Чонгук стоит на террасе дома, ждет, пока выйдет мама, и они вместе поедут на ужин, который отпразднует их победу, и смотрит на экран, на котором высвечивается абонент «Куколка». Он слушает мелодию звонка, гипнотизирует имя, которое дал контакту, но впервые в жизни не осмеливается ответить. Чонгук не готов услышать голос того, кого он сам лично разбил. Юнги не готов слышать тишину вместо того, кто был ему так необходим в самый отчаянный момент его жизни.

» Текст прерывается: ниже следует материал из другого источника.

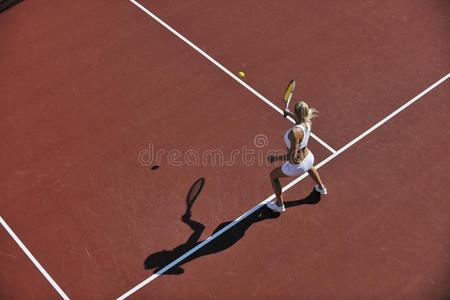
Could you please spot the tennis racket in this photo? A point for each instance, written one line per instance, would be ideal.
(288, 95)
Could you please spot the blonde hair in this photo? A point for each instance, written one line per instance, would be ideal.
(304, 113)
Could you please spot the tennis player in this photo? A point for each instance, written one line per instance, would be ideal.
(299, 158)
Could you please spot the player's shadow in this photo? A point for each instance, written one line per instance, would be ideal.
(159, 260)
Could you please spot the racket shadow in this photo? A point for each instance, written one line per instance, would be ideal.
(160, 259)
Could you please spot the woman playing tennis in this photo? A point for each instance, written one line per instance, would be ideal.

Юнги убирает телефон в карман, прислоняется к стене и смотрит на мигающую лампочку на фонаре напротив. Вокруг нее кружатся идущие на свет мошки, бьются о стекло насмерть, но не служат примером другим. Фонари на улице Мин Нагиля всегда горят, и пусть раньше Юнги о них не задумывался, прямо сейчас он выныривает из поглощающей его тьмы и болеет, чтобы этот свет никогда не погас. Это не просто фонарь, а переход между двумя мирами, и Юнги из своего выходить не хочет. Он не замечает, как сильно сжимает в руке бутон розы и, только увидев осыпавшиеся на пол лепестки, понимает, что погубил цветок, который собирался хранить. Юнги садится на корточки, второпях собирает лепестки в ладонь и думает, что он обязательно проснется от этого кошмара и разложит их между страниц. Юнги не уснет вечным сном посередине улицы, в один миг лишившись всех и всего, и, получив в ответ одну тупую безысходную тишину, прямо сейчас разрушающую весь его только недавно окрепший мир. Чонгук придет, сперва его обнимет, успокоит, а потом скажет, что все решит, и сердце Юнги встанет на место. А пока только тишина, ложащаяся на него тонким слоем изо льда, обжигающие ладонь лепестки любви и вера в то, что тот, кто любит, должен разделять участь того, кого он любит.